Beecher endorsed Spencerian capitalism when it was au courant and striking workers when they were all the rage. He swung like a weather vane and was a reliable shill for the Republican Party, though instead of Christ on the cross he settled for James Garfield, who ended up, thanks to an assassin's bullet, a martyr to civil- service reform. (Of all the mundane causes to die for!)
A more principled admirer of Spencer was William Graham Sumner, an Episcopalian rector who traded in God for laissez-faire. "It was as if I put my [religious] beliefs into a drawer, and when I opened it there was nothing there at all," he explained of his loss of faith. Sumner preached his substitute trinity of free trade, hard money and peace from the classroom at Yale. Like Spencer, he condemned militarism, which "will lead us to ruin" since the finer qualities of the republic are debased by "war, debt, taxation" and "a grand governmental system."
Andrew Carnegie, the Scottish-born steel titan, agreed. Reading Spencer convinced Carnegie that progress was godliness and that "all is well since all grows better." He saw no "conceivable end" to man's "march to perfection." Carnegie buddied up to Spencer on the philosopher's ocean crossing, though he was taken aback when, expecting his hero to discourse on topics lofty, he heard him chew out a waiter for serving the wrong kind of cheese. Spencer offered the good- humored defense that "no man is equal to his book."

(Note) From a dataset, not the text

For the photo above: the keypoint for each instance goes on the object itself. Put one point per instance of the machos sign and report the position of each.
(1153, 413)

The climactic 1882 banquet at the ritzy Manhattan restaurant Delmonico's was an epicure's delight but something of an oratorical dud. Spencer was bored by the fawning tributes and baffled the audience with a talk touting the virtues of relaxation. Not what they expected from the philosopher of Social Darwinism!
Within a year, Spencer would realize that his naïve faith in human progress was a spectacular miscalculation. Rather than evolving toward a stateless utopia, the nations of the world were tending toward regimentation and regulation. Industrial capitalism was as capable of producing munitions and shackles as cultivated intellectuals. This was not the way it was supposed to evolve.
Spencer himself was evidence that ideology is no guide to daily living. He and Youmans, the genius and his publicist, nagged and fussed over each other like an old married couple. Spencer "meddles with me, and criticizes me, and takes care of me, all for my good, of course, in the most assiduous manner," wrote Youmans. The Social Darwinist, faced with a weak and ailing friend, opted for altruistic intervention.
His wealthiest acolyte, Andrew Carnegie, would see his "Spencerian faith in reason and progress" shattered by the barbarism of World War I. Carnegie's greatest legacy would owe more to old-fashioned charity than Social Darwinism: He gave away money to build small-town libraries and restore church organs.
Mr. Kauffman's most recent books are "Ain't My America" (Holt/Metropolitan) and "Forgotten Founder, Drunken Prophet: The Life of Luther Martin" (ISI Books).